BEASTIE BOYS - PAUL'S BOUTIQUE (1989)

Sales gosses doués ...

Avec leur premier disque « Licensed to ill », les Beastie Boys avaient été dans l’œil du cyclone (et de la critique), ayant suscité autant de louanges que d’interrogations. Trois blancs-becs, fils de bonnes familles juives de Brooklyn (multiples pléonasmes), tellement limités qu’ils étaient incapables de jouer du punk-rock ( !! ), ont sorti un disque de rap, truffé de grosses guitares zeppeliennes par-dessus lesquelles ils braillaient leurs slogans crétins. Tout juste capables de se produire sur scène, qu’ils arpentaient de long en large en ouvrant force cans de bière, ils ont déchaîné les passions et les débats au milieu des eighties. Crédibilité et technique zéro, assurèrent tous les niggaz. Putain de génial s’exclamèrent tous les gamins white trash et tous les rockers à guitares qui trouvaient là un rap « supportable ». Carton commercial en tout cas …
Les Beastie Boys, ils ont eu l’occasion de largement le démontrer par la suite, étaient beaucoup plus malins et intelligents que ce qu’ils laissaient croire. Et ils ont vite vu les limites de leur attitude potache. Et ils ont décidé d’aller de l’avant. Et en l’espace d’un seul disque, ce « Paul’s boutique », ont fait faire un pas de géant au rap. Tant et si bien que certains, prompts à s’enflammer, les ont qualifié de Beatles du rap. Bon, on se calme …
Certes « Paul’s boutique » constitue une avancée plus que notable et spectaculaire. Les trois garnements ont pris tous les risques. Lâché leur premier producteur et leur première maison de disques (on parle pas de rien, de Rick Rubin et de Def Jam), signé pour une grosse boîte mainstream (Capitol) et engagé deux DJ quasi-inconnus (les Dust Brothers) à la production.

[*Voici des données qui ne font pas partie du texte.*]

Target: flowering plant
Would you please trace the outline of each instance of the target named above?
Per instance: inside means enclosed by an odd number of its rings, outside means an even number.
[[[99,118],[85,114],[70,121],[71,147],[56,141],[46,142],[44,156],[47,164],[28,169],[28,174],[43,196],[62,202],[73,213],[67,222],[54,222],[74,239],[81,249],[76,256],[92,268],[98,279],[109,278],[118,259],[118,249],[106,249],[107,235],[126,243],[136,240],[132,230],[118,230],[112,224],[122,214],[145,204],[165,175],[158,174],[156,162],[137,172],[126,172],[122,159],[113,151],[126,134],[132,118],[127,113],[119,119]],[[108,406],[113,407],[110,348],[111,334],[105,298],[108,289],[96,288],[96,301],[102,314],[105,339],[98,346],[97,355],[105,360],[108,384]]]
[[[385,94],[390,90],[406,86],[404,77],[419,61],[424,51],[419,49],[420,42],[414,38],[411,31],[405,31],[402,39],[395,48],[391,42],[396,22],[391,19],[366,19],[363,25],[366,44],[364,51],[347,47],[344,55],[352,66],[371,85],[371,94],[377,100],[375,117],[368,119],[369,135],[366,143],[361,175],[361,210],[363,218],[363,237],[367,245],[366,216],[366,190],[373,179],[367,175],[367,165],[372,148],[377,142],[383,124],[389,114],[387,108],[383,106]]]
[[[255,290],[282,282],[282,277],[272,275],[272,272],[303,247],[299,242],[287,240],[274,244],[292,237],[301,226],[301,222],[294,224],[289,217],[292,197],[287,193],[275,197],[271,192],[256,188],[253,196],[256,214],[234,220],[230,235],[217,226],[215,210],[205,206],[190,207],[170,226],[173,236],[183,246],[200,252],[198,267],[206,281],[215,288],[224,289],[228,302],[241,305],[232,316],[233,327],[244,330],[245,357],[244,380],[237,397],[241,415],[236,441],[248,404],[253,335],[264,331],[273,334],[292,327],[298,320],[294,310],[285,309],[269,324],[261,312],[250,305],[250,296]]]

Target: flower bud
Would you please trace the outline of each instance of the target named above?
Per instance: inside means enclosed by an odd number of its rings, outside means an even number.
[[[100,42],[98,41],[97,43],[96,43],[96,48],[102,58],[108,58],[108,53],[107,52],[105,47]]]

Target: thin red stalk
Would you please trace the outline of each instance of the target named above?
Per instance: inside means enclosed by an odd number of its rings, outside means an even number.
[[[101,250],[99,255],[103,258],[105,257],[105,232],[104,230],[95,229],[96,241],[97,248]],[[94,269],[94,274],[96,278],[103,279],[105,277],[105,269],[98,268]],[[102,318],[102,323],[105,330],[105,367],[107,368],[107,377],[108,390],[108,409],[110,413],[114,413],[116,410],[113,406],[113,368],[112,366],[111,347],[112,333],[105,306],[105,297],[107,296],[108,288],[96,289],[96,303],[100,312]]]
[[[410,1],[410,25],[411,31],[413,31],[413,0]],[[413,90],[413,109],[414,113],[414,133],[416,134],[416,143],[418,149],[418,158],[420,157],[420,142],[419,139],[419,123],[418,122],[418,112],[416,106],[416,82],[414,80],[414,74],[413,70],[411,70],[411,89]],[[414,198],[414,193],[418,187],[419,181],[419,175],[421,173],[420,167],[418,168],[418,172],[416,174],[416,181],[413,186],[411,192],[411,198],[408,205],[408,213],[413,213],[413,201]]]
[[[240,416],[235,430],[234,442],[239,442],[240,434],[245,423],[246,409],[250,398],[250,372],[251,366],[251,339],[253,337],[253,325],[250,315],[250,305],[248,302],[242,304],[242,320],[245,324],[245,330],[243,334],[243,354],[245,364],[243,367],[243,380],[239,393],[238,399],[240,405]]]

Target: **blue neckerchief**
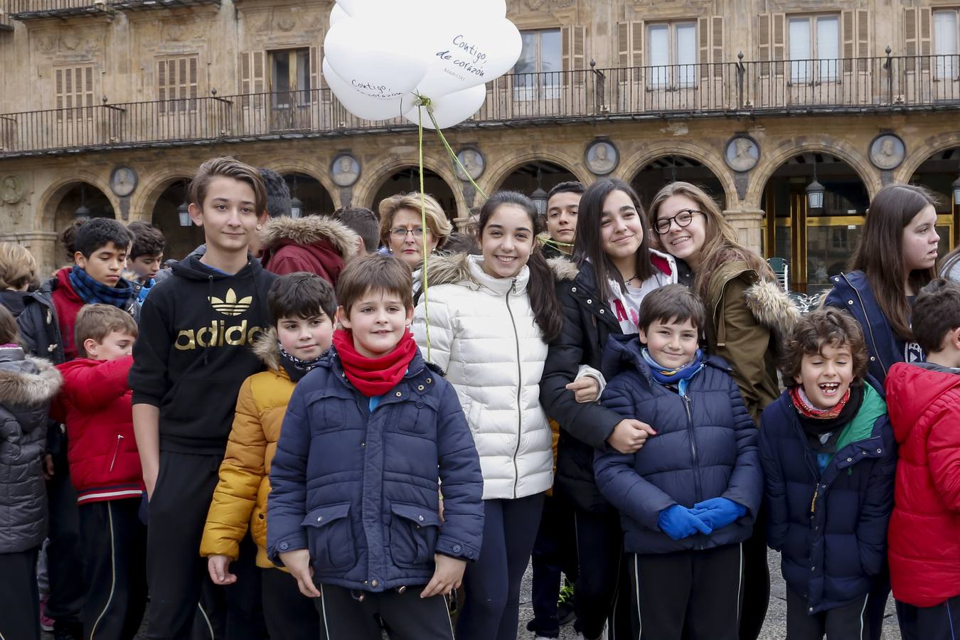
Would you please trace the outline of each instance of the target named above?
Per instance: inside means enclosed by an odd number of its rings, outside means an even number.
[[[80,267],[71,269],[67,277],[70,279],[70,286],[85,304],[100,302],[126,309],[133,296],[133,286],[124,278],[117,280],[116,286],[108,287],[94,280]]]
[[[690,380],[697,373],[700,373],[706,363],[704,362],[704,353],[702,350],[697,349],[696,354],[686,365],[684,365],[680,368],[667,369],[663,368],[663,366],[653,359],[650,355],[650,351],[646,347],[643,347],[643,361],[650,366],[650,373],[654,376],[654,380],[660,383],[661,385],[677,385],[677,389],[681,395],[686,395],[686,388],[689,386]]]

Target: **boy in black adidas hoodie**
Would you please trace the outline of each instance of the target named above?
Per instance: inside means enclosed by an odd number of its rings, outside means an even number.
[[[232,158],[201,165],[190,216],[204,227],[206,252],[175,265],[140,312],[130,386],[150,499],[148,638],[188,637],[198,613],[206,512],[240,386],[261,368],[250,344],[271,326],[276,276],[247,253],[266,210],[255,169]]]

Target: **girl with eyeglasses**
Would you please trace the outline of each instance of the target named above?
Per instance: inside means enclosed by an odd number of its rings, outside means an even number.
[[[575,628],[588,639],[601,636],[614,601],[623,606],[617,606],[611,637],[636,637],[631,631],[630,582],[620,571],[619,514],[597,489],[593,455],[611,447],[634,453],[653,430],[599,404],[578,402],[586,383],[575,378],[583,366],[600,367],[609,336],[637,332],[640,302],[648,293],[677,282],[676,261],[652,249],[650,238],[643,206],[629,184],[602,178],[587,189],[577,216],[574,262],[565,263],[557,285],[564,330],[550,344],[540,383],[543,407],[561,427],[554,491],[574,508],[580,571]]]
[[[671,182],[650,202],[658,245],[693,272],[692,288],[707,306],[707,349],[727,361],[759,425],[760,414],[780,396],[778,348],[800,317],[778,286],[773,270],[740,244],[736,230],[703,189]],[[656,425],[654,425],[656,427]],[[762,512],[744,542],[741,640],[756,640],[770,600]]]

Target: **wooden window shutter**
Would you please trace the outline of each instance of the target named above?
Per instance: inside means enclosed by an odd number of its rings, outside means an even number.
[[[856,58],[856,42],[854,38],[856,25],[853,24],[854,15],[855,13],[852,11],[840,12],[840,20],[843,23],[840,31],[843,35],[843,49],[840,55],[843,58],[844,73],[851,73],[853,70],[853,59]]]
[[[723,39],[723,16],[714,15],[712,19],[712,32],[710,33],[710,49],[713,52],[713,78],[723,80],[723,59],[724,59],[724,39]]]
[[[920,12],[917,14],[917,22],[920,31],[920,55],[924,58],[921,59],[921,68],[924,71],[930,70],[930,23],[932,18],[930,17],[931,12],[929,7],[921,7],[918,10]]]
[[[778,76],[783,75],[785,67],[783,60],[786,59],[786,38],[784,37],[786,16],[783,13],[774,13],[770,16],[771,33],[773,35],[773,54],[774,60],[777,60],[774,73]]]
[[[917,10],[903,10],[903,53],[906,55],[904,70],[917,68]]]
[[[859,59],[856,63],[857,71],[868,71],[870,58],[870,12],[857,10],[856,12],[856,57]]]
[[[760,62],[760,76],[770,75],[770,63],[773,49],[770,41],[770,13],[760,13],[756,16],[756,58]]]
[[[700,78],[706,80],[709,74],[710,61],[710,19],[697,18],[697,62],[700,64]]]

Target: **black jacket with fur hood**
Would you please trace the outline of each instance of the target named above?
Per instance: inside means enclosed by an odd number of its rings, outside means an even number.
[[[39,547],[46,537],[43,452],[60,382],[48,361],[0,346],[0,554]]]

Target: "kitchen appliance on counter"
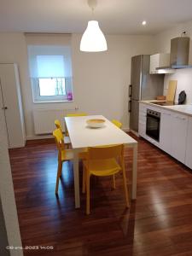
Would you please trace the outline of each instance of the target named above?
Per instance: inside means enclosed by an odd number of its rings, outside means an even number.
[[[131,84],[129,86],[130,129],[138,131],[139,101],[153,100],[163,95],[164,75],[149,74],[150,55],[131,58]]]
[[[178,95],[178,105],[184,104],[186,100],[186,93],[184,90],[182,90]]]
[[[152,102],[152,104],[159,105],[159,106],[173,106],[175,105],[172,102]]]
[[[146,134],[156,142],[160,142],[160,113],[147,109]]]

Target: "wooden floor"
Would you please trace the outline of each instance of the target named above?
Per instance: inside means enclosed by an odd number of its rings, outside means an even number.
[[[57,152],[52,140],[11,149],[22,243],[38,247],[24,254],[192,255],[192,172],[146,141],[138,143],[137,201],[125,208],[121,175],[115,190],[108,177],[92,178],[90,216],[82,194],[81,208],[74,209],[70,163],[64,164],[59,197],[55,195]],[[129,176],[131,157],[126,150]]]

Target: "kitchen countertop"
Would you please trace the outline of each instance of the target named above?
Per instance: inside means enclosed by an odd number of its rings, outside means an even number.
[[[157,101],[157,100],[151,100],[151,101],[140,101],[142,103],[145,103],[153,107],[161,108],[167,110],[172,110],[174,112],[177,112],[179,113],[187,114],[192,116],[192,104],[189,105],[172,105],[172,106],[161,106],[153,104],[153,102],[165,102],[165,101]]]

Résultat des courses : un feu d’artifice(s), un disque qui part dans tous les sens, multipliant les gimmicks et les trouvailles à l’intérieur de chaque titre, tout en restant bien dans la trademark installée par « Licensed … ». Parce que, contrairement à l’idée reçue, les Beastie Boys sont des bosseurs forcenés. Cet assemblage de trois voix qui s’interpellent, se répondent, s’apostrophent, font des chœurs décalés, faut travailler pour les mettre en place. Et puis faut avoir des cojones, alors que l’on se sait plus qu’attendu au tournant, pour prendre une sacrée tangente par rapport à tout l’aspect sonore du rap alors de mise. Qui est alors dominé par les rythmiques sèches, martiales et austères (Run DMC et Public Enemy, les deux références majeures d’alors), venant pour faire simple du funk métronomique 70’s en général et de James Brown en particulier. Les Beastie et les Dust Brothers vont partir dans des choses beaucoup légères, swinguantes, chaloupées, jazzy, les entrelaçant sans répit dans les titres, aller chercher des samples inattendus (de country par exemple, bien le dernier genre musical auquel on aurait penser associer le rap). Il y a au final plus d’idées dans un seul titre de ce « Paul’s boutique » que dans beaucoup de disques de la concurrence. Les samples ratissent plus que large, de Johnny Cash à Kool & The Gang en passant par les Beatles, Hendrix, Pink Floyd et Led Zeppelin, au sein de morceaux en perpétuelle évolution. Les Beastie Boys désossent, dissèquent le rap pour voir comment c’est foutu à l’intérieur, ils sont les premiers à le faire, avec une longueur d’avance sur Dr Dre.
Les premiers titres restent en terrain connu, mais plus le disque avance, plus les repères avec « Licensed to ill » s’estompent. De nouveaux chemins musicaux sont tracés, dans lequel des gens comme Beck (lui aussi produit par les Dust Brothers et grand adepte des mélanges « contre nature »), les tenants du trip-hop (flagrant sur « 3 minute rule »), voire Daft Punk (les basses compressées de « Shadrach »), iront quelques années plus tard se servir. « Paul’s boutique », comme « Follow the leader » des stars du moment Eric B & Rakim, se termine par une collection de beats et riddims (« B-Boy bouillabaisse »), comme une invitation pour la concurrence à aller piocher quelques idées qui sortent de l’ordinaire.
La prise de risque artistique est maximale, et malgré le bon parcours dans les charts du single « Hey ladies », ce « Paul’s boutique » se vendra peu. La réhabilitation sera tardive, et il est maintenant perçu comme un des disques majeurs du rap toutes époques confondues.